Vincitori 2017

Sezione 1 – progetto da realizzare

Vincitrice

“Sciamani locali – Viaggio nella medicina popolare italiana” di Marzia Coronati per l’Associazione Echis
La strategia di lungo periodo dell’Organizzazione Mondiale della Sanità valorizza il contributo dei trattamenti tradizionali autoctoni che, per molti milioni di persone, sono stati e sono tutt’oggi la principale – spesso l’unica – forma di trattamento accessibile. Molti Paesi del mondo hanno già integrato le Medicine Tradizionali nei loro ordinamenti, per il prezioso contributo dato alla salute, al benessere e all’assistenza dei cittadini. Per questo la giuria ha deciso di premiare il progetto di Marzia Coronati che affronta alcune di queste tradizioni ancestrali, custodite, tramandate e praticate tutt’oggi nel nostro Paese, nelle quali si riconoscono alcuni paradigmi degni delle più moderne prospettive terapeutiche: l’inscindibile rapporto mente/corpo, l’approccio centrato sulla persona, la relazione di cura sottratta al mercato e offerta alla comunità sotto forma di dono.

Menzioni Speciali

• “Memoria di Valle” di Sarita Seclì per Spazi Inclusi
Il progetto accende i riflettori sul grave problema dell’Alzheimer, per raccontare un percorso corale e replicabile e il contributo positivo di cure integrate, gestione comunitaria e medicina narrativa.

• “La cura è partecipazione” di Moira Volterrani
Si apprezzano i temi al centro del progetto: l’integrazione dei saperi medici, l’empatia medico/paziente e il percorso della storia narrata che da personale diventa sociale e politica, evidenziando la positività di queste sinergie.

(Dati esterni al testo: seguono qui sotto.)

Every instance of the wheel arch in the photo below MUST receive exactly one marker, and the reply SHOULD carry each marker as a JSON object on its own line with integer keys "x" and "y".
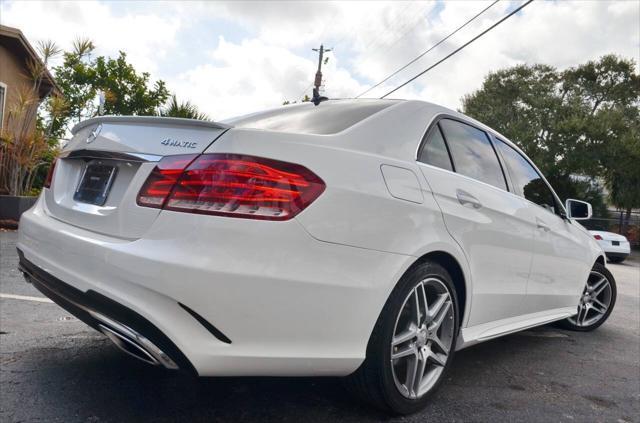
{"x": 451, "y": 264}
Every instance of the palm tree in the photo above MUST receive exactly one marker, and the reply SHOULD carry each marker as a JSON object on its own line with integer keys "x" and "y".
{"x": 182, "y": 109}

• “Elettrosensibilità: Ogni uomo è un’isola” di Giacomo Alberto Vieri e Claudia Gori
Nell’affrontare un tema di emergente attualità ancora misconosciuto, il progetto richiama la necessità di riconoscere una patologia invalidante per molte persone, utilizzando un format originale che si avvale di più registri comunicativi.

 

Sezione 2 – prodotto realizzato

Vincitrici a pari merito

• “Uno spettro per casa” di Sara Perro e “Parkinson Dancers” di Giulia Bondi
Da un punto di vista epidemiologico entrambi i progetti si occupano di due problematiche in costante aumento – autismo e morbo di Parkinson – che hanno un forte impatto su due fasce di età differenti, l’infanzia e la terza età. Non essendoci una cura, diventa fondamentale l’approccio integrato con le terapie complementari e il coinvolgimento di famiglia e contesto sociale.

Menzioni Speciali

• “Ora parlano le ostetriche «La vera violenza sulle donne? Gli ospedali sono diventati bambinifici»” di Lidia Baratta
Il servizio porta in evidenza un tema scottante, ancora oggetto di tabù, in maniera equilibrata e con un approccio costruttivo, rimettendo al centro la naturalità dell’evento nascita.

• “La seconda vita delle bambine di Kongelai” di Emanuela Zuccalà
La giuria ha apprezzato la scelta del tema, la qualità dei contenuti, insieme alla forza delle immagini e la riproducibilità delle esperienze positive raccontate.